I have a plan for the future, and they should know clearly our position for the revolutionary
struggle. We want to know whether they will help us or not."
But the chances of U.S. support for Ayun and his forces are dim, and FULRO faces
a whole new series of difficulties.
Montagnard leaders now living in the U.S. appealed to Col. Ayun to give up the fight.
"Due to unfavorable circumstances, I suggest it is time to stop fighting, to
find different ways to reach our ultimate goal," said Pierre K'briuh in a recent
message to the FULRO fighters.
K'briuh is a leader of the former FULRO troops now in the United States and he himself
was jailed by Hanoi until the early 1980s.
"President Y-Bham Enuol and his entourage were executed by the Khmer Rouge in
1975," he wrote.
"Therefore, based on common sense, lay down your weapons and appeal at once
to the U.N. for political asylum to join us here.

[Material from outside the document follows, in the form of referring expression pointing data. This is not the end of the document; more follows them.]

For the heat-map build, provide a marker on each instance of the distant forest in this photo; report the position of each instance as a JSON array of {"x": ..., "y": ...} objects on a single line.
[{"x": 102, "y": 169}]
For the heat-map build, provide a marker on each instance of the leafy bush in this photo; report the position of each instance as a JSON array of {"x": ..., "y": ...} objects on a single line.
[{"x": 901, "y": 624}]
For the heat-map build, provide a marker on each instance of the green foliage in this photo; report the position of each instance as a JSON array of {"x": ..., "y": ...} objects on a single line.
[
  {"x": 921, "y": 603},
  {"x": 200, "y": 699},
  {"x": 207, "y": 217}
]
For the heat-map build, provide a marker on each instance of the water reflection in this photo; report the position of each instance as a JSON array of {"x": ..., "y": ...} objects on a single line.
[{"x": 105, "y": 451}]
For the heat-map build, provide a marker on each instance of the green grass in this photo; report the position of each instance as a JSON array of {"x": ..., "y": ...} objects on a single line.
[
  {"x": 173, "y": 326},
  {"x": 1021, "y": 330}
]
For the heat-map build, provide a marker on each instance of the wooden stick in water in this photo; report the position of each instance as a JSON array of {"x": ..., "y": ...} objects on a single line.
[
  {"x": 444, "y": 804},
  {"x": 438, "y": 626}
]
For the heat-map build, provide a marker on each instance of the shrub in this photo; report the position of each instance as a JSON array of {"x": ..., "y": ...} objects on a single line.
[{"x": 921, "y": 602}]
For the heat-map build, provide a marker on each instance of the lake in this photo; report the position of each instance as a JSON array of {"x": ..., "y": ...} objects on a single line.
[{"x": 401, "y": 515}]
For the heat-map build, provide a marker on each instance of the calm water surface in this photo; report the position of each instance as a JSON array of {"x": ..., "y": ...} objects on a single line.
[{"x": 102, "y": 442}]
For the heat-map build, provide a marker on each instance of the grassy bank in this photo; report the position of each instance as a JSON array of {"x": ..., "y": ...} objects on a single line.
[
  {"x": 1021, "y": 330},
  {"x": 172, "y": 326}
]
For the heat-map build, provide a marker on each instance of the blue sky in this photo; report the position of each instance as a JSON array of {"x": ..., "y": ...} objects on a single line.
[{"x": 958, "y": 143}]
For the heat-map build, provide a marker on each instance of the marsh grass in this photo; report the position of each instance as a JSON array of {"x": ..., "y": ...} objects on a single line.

We don't have any other choice."
Col. Ayun and his troops say that if they have proof that Y Bham Enuol is indeed
dead, they will consider going to the U.S.
"But even if we go to another country, our resistance will continue until we
get our own land, until we get back the land that belonged to us before," Ayun
said.
"I don't want to go to a free nation," he added. "I want to stay here
because this is my battlefield. It is my responsibility. But I have no supplies or
help from free countries."
- Michael Hayes contributed to this report.